Nos últimos dias Kátia Bogéa, que estava na direção do órgão desde 2016 foi
exonerada do cargo. A historiadora ficou sabendo da demissão pelo portal do Diário Oficial
da União. O ministro da Casa Civil, Onyx Lorenzoni, anunciou na mesma ocasião que a nova
diretora seria a arquiteta e urbanista Luciana Rocha Feres. No entanto, antes de completadas
24 horas da nomeação, a mineira também foi exonerada.
A suspensão da nomeação de Luciana tem demonstrado uma queda de braço entre o
Ministro do Turismo, Marcelo Álvaro Antônio, que indicou a arquiteta, com o então
secretário da Cultura, Roberto Alvin. Segundo notícia publicada pela Folha de São Paulo no
último dia 18, Alvin queria no cargo o relações públicas, Olav Schrader, que também é
membro da Associação de Moradores de São Cristóvão, na cidade do Rio de Janeiro.

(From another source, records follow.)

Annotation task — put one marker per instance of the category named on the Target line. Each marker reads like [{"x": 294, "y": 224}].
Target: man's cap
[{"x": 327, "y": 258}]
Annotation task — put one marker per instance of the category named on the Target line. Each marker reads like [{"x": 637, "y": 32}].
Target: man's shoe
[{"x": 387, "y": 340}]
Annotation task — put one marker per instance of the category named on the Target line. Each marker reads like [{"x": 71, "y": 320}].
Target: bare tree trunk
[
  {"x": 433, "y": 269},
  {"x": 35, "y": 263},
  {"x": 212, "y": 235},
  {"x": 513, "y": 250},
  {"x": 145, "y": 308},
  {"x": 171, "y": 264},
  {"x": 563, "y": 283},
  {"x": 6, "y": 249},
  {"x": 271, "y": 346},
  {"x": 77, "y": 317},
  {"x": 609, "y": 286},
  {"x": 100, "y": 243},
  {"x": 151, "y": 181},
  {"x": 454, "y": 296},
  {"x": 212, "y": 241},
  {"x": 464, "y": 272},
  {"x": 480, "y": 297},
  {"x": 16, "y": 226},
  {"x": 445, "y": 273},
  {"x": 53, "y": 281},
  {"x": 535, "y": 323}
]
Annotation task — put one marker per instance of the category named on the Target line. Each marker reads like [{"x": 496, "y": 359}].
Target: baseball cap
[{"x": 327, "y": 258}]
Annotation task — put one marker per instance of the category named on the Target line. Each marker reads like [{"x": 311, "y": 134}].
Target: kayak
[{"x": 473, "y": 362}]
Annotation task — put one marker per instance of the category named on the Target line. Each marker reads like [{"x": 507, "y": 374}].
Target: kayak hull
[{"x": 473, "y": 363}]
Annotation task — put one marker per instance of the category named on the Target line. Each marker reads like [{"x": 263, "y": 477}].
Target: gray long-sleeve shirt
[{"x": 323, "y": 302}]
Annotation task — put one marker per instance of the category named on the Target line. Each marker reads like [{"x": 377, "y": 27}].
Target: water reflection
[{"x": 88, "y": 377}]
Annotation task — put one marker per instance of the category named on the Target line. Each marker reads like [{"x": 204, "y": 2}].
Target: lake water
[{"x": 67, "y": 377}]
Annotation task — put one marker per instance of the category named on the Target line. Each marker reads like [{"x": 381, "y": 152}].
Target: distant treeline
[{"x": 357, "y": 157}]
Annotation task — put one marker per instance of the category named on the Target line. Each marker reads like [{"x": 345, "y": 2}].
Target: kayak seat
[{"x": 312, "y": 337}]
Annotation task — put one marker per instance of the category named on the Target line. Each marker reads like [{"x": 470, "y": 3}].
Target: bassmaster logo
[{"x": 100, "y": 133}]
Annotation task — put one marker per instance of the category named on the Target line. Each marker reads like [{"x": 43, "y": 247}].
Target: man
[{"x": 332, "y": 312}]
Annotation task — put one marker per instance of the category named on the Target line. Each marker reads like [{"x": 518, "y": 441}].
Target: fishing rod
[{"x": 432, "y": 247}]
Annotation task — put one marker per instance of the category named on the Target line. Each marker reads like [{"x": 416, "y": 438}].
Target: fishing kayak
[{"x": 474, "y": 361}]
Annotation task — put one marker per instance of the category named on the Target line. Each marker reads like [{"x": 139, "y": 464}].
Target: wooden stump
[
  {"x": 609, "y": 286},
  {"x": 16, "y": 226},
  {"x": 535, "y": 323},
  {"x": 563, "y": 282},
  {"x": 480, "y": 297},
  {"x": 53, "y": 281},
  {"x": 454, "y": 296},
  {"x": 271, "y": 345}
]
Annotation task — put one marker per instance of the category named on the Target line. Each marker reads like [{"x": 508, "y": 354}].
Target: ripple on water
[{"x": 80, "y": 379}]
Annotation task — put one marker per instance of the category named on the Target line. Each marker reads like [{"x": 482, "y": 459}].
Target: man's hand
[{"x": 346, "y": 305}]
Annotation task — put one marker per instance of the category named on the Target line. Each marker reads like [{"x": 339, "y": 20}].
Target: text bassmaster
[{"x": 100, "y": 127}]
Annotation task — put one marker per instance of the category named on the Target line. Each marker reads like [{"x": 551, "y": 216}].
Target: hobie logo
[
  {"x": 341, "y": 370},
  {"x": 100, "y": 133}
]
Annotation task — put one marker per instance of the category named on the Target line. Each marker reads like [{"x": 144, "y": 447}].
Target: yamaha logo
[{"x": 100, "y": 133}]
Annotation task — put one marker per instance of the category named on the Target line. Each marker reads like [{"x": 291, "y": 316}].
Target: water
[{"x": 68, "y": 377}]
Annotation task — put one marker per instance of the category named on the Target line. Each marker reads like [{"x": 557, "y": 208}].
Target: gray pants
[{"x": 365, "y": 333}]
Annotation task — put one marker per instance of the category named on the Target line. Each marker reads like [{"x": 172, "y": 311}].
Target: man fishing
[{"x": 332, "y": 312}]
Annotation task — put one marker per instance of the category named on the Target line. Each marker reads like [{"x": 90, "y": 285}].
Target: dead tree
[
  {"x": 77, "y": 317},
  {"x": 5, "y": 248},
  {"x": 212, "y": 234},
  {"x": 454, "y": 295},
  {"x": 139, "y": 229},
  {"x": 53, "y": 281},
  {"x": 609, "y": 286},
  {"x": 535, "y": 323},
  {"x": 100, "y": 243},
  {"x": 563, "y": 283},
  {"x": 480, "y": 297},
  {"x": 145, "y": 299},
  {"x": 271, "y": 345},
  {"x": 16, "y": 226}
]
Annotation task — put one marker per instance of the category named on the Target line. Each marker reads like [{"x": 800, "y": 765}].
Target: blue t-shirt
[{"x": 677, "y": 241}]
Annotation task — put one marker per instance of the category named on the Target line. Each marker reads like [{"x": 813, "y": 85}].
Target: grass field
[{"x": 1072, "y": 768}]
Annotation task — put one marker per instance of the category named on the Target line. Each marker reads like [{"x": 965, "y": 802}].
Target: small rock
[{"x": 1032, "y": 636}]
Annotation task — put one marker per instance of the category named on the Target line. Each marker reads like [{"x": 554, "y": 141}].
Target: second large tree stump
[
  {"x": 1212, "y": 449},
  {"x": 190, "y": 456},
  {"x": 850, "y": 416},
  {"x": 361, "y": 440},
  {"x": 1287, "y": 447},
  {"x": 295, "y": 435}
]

Essa crise na direção da instituição vem se agravando desde a saída de Kátia, o
desconforto dentro do órgão é evidente e o risco de ações do governo contra o patrimônio
histórico brasileiro torna-se cada vez mais evidente. O presidente não tem feito nem mesmo
questão de esconder o seu descaso com toda a situação. Na mesma matéria veiculada pela
Folha, ele demonstrou desdém ao ser questionado sobre o Iphan.
O presidente Jair Bolsonaro, que participava de um evento da bancada evangélica, se
referiu ao instituto como um “tal de Iphan” para os jornalistas presentes. O chefe de estado
declarou insatisfação com a instituição ao acusá-la de embargar obras e demolições de
prédios protegidos. O presidente demonstra querer uma instituição que se difere dos
caminhos da última direção, que ele alega ser ideologicamente de esquerda.
Toda essa situação que o Iphan enfrenta, não é exclusividade apenas do órgão. O
instituto é apenas mais um dos departamentos de cultura a ser atacado. A crise que se
instaurou em todo meio cultural do país é um retrato grave do descaso, que não é fruto só do
atual do governo, mas desde a gestão anterior, no mandato de Michel Temer, quando se
aprovou a Emenda Constitucional 95, cortando verbas e estabelecendo o teto dos gastos e
afetando todas as esferas atendidas pelo Estado.
O descaso para com os patrimônios históricos nacionais refletiu em tragédias como o
incêndio do Museu Nacional em setembro do ano passado. O museu localizado na Zona
Norte do Rio, era o maior museu de história natural do Brasil. O seu acervo contava com 20
milhões de itens, como fósseis, peças indígenas, múmias e livros raros. Além do mais o
museu foi criado por D. Jõao VI em 1818, tinha acabado de completar 200 anos no ano do
incêndio. Representava a instituição científica mais antiga do país. No ano da tragédia o
centro histórico tinha recebido 77% do orçamento em relação ao ano de 2012, em função da
Emenda Constitucional 95 (Teto de Gastos). O descaso com o local, a falta de verba e uma
má gestão culminou no ocorrido.
Órgãos como a Agência Nacional do Cinema (Ancine) ou a Fundação Cultural
Palmares, também estamparam os noticiários no decorrer deste ano. Ações desta gestão
foram um claro ataque contra a cultura do país. Constantemente alguém do governo, como o
ministro da Educação, Abraham Weintraub, procura através do revisionismo histórico,
recontar os fatos, para justificar suas ações. Essa desconstrução do passado de forma
desonesta só evidencia uma realidade que não é atual, o apagamento das origens culturais e
históricas brasileira. “Um povo sem conhecimento da sua história, origem e cultura é como
uma árvore sem raízes”, já dizia o ativista jamaicano Marcus Garvey.